Sidra Client apps

The Client applications are the pieces of Sidra that enable to drive business cases. Client applications (or Apps) are a set of Azure resources and code, enclosed in a Resource Group, which either access the data from one or multiple Data Storage Units via the secure APIs, or retrieve the data from the Data Lake, applying Business transformations if needed.

The architecture allows for Client apps to be built using any set of tools and components, so they can range from Power BI enabled analytical workspaces to even Web apps. Having said that, they all have to use the same security model, notifications and logging infrastructure, etc... via Sidra APIs.

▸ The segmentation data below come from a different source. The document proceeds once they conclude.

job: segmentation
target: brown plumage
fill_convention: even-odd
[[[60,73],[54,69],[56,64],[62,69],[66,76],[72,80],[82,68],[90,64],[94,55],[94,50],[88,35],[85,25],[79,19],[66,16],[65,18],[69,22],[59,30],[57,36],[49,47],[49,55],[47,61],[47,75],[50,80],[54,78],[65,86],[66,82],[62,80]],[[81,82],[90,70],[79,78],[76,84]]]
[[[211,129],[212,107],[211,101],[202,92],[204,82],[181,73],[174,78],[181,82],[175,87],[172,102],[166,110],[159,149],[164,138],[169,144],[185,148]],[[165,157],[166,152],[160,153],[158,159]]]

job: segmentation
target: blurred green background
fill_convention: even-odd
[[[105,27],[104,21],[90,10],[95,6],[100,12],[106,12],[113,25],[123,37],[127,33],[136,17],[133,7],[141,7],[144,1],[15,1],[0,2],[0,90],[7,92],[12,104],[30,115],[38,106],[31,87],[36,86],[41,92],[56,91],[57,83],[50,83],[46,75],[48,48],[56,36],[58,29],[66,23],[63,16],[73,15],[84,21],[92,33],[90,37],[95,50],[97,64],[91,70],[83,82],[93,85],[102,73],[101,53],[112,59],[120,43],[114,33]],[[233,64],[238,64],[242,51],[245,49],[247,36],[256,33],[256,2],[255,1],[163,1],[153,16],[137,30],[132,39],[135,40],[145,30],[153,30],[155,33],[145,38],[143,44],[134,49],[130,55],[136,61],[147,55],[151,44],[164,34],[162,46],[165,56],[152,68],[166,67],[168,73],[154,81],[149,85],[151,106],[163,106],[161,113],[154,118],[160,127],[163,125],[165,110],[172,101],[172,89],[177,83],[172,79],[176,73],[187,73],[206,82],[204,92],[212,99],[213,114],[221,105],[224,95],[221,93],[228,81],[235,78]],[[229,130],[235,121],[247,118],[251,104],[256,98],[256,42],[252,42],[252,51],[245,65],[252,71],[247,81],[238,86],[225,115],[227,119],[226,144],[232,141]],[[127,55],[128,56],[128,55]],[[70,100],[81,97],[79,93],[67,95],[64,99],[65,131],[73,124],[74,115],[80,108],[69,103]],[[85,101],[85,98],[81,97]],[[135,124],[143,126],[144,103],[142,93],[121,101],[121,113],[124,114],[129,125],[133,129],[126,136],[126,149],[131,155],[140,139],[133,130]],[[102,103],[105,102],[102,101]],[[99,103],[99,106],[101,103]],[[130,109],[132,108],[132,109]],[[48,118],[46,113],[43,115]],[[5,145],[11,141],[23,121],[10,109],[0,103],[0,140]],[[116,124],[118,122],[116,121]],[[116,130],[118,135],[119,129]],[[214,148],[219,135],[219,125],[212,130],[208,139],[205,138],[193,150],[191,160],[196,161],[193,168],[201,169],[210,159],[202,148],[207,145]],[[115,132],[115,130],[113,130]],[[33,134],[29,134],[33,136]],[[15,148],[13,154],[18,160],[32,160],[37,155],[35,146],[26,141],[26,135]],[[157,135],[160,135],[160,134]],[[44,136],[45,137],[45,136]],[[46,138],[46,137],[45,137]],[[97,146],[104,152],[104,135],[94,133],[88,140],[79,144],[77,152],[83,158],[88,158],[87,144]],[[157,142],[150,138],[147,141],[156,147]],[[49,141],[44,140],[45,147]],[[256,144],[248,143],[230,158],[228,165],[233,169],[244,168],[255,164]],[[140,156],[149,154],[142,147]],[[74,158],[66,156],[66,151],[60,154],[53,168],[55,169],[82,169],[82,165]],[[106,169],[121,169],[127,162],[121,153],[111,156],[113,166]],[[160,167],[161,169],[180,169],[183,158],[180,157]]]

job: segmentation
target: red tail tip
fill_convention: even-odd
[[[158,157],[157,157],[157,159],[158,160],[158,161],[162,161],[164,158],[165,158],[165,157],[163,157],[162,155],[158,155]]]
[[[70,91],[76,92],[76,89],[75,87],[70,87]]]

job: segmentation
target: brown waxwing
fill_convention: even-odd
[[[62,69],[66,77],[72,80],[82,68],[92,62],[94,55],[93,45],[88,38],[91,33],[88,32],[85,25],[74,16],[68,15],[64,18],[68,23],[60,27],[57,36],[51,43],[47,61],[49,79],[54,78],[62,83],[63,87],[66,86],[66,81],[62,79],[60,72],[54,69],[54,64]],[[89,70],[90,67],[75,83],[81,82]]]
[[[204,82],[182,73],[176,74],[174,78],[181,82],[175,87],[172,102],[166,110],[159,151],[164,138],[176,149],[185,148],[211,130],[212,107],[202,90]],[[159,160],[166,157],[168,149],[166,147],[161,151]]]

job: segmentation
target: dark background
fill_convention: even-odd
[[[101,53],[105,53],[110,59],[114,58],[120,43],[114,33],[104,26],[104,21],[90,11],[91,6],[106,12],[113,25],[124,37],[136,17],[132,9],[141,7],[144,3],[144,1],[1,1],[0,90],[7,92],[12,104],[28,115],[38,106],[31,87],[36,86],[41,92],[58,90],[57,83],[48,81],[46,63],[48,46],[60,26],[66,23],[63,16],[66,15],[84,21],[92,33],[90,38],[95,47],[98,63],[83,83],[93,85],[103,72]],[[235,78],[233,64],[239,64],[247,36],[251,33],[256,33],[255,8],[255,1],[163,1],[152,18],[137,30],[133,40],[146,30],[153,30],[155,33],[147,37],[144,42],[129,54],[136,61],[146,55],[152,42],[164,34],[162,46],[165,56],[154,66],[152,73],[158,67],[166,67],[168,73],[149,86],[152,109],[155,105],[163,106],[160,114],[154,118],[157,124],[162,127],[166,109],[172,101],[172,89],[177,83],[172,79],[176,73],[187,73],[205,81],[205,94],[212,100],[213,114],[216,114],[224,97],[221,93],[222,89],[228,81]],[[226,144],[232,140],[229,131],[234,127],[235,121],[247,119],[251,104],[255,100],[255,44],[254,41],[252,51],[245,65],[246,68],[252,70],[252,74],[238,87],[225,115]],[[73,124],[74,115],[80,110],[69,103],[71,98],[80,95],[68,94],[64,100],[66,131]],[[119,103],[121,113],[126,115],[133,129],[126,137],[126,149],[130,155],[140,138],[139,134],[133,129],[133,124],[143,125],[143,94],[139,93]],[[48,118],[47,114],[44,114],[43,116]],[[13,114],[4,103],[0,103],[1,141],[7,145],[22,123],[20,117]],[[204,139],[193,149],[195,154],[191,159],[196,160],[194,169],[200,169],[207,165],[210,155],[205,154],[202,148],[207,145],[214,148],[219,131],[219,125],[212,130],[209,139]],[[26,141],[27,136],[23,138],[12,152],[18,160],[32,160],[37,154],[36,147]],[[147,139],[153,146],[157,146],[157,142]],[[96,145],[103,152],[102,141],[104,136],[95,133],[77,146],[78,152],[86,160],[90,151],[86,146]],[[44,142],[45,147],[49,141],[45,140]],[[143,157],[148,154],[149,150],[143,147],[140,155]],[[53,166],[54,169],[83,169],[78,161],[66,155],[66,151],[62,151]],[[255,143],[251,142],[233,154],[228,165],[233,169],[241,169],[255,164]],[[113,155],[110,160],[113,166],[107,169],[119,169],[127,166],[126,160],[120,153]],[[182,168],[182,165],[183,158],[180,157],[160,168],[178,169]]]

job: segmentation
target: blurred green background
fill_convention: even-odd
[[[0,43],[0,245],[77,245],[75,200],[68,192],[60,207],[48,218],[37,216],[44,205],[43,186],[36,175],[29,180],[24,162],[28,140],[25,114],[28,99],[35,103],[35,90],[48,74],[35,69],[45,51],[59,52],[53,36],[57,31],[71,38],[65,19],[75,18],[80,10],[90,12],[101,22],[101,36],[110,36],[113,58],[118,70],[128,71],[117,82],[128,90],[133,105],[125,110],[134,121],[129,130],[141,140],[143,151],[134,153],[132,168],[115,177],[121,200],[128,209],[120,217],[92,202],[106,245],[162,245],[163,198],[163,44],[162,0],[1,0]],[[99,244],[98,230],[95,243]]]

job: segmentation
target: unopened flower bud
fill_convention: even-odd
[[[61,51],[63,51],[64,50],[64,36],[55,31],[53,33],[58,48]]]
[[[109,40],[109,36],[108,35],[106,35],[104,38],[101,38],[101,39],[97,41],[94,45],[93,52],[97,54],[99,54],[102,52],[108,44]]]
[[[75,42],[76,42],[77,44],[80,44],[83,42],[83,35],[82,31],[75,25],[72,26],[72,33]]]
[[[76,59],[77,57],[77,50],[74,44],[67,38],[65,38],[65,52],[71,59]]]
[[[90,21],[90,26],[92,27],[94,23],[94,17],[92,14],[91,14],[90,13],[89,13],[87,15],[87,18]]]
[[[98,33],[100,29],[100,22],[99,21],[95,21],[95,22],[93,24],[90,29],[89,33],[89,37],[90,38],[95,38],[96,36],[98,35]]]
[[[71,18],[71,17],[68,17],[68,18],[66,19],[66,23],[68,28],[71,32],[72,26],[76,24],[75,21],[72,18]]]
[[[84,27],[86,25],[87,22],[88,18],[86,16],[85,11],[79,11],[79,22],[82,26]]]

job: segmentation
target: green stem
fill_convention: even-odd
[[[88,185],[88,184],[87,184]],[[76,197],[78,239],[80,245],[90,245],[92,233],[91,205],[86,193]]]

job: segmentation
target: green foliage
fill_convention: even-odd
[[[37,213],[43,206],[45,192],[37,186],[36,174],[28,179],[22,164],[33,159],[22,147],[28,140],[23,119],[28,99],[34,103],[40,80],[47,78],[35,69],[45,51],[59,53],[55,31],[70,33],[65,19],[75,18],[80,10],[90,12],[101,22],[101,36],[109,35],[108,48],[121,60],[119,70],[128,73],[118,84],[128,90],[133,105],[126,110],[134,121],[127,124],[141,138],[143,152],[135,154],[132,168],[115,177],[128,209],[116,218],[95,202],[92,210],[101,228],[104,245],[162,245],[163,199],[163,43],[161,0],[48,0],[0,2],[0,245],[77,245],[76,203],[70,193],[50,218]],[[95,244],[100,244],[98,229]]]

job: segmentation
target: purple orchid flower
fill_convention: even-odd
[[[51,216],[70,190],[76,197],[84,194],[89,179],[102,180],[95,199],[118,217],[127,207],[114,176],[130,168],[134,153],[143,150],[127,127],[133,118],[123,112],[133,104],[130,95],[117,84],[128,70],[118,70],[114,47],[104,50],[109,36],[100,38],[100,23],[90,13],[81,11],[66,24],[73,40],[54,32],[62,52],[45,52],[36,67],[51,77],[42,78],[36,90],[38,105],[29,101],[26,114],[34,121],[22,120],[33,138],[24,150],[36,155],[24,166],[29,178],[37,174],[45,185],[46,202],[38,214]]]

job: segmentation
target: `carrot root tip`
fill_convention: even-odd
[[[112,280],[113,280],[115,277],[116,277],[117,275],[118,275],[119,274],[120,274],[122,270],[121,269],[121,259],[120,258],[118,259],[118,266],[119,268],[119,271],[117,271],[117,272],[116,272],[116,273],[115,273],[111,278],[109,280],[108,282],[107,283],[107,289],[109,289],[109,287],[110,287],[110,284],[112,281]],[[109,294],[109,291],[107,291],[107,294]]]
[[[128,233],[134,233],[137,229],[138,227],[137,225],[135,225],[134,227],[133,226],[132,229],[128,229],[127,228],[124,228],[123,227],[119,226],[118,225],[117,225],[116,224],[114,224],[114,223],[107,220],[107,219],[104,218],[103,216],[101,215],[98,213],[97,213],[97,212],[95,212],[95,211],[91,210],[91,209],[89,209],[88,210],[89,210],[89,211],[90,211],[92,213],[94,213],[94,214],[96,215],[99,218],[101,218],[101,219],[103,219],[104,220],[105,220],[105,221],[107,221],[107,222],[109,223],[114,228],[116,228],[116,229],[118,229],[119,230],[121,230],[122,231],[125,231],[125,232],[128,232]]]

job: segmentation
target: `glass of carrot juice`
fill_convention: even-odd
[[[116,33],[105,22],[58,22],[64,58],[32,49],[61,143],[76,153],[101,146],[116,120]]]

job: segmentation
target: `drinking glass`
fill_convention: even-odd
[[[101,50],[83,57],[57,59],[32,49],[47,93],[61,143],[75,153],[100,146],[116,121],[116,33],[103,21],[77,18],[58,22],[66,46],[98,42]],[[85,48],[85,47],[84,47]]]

In some places the terminology Consumer apps can be found, it is deprecated but was the original term for Client apps.

Solution templates

The flexibility of the architecture using Client apps allows every of them to be completely different from the rest. Despite of that, it is common that many Client apps follow the same structure. Sidra provides some Visual Studio templates to create the basic solution of that kind of Apps:

  • Client app template, available in the NuGet package PlainConcepts.Sidra.DotNetCore.ConsumerAppTemplate.
  • Client app with PowerBI template, available in the NuGet package PlainConcepts.Sidra.DotNetCore.ConsumerAppPowerBITemplate.

More information about how to use those templates can be found in the section Create project solution. From now on in this document, the Client app solutions will reference the Visual Studio solutions generated from those templates.

Solution structure

If the solution created by the Client app template is opened in Visual Studio, the content showed in the Solution Explorer will be:

client-solution-structure

It contains:

  • A deployment project named <<Solution name>>.Deployment, -e.g. Sidra.Dev.Client.Deployment-. This is the same project that can be seen in the solutions for Core.
  • An Extract custom activity project named <<Solution name>>.DataFactory.CustomActivity.Extract. This custom activity is used to extract the information of an entity from the Data Lake.
  • A Sync webjob project named <<Solution name>>.DataFactory.Sync. This webjob is used to synchronize metadata information between Core and the Client app.
  • A DatabaseBuilder webjob project named <<Solution name>>.Webjobs.DatabaseBuilder. This is the same project that can be seen in the Core solutions.
  • A DataFactoryManager webjob project named <<Solution name>>.Webjobs.DataFactoryManager.Client. This is a project very similar to the DataFactoryManager that can be seen in the Core solutions.

Deployment

The deployment project used in Client App solutions is exactly the same that the one in Core solutions. The only difference is how it is used:

  • The PowerShell script that orchestrates the deployment is ClientDeploy.ps1 instead of CoreDeploy.ps1 although both are included in the project.
  • The environment data files must contain a different set of values. A sample of the values can be found in the deployment project in Scripts\Documentation\ClientData.psd1

It uses the same mechanisms to generate the build and release pipelines in Azure DevOps, so everything that is explained in the Create project solution section about deployment, environment configuration and CI/CD integration can also be applied to Client apps solutions.

Data movement and orchestration

The Client apps solutions use Azure Data Factory V2 (ADF) to perform data movements -same as Core solutions-, but the deployment project creates its own instance of ADF in the Resource Group of the Client app.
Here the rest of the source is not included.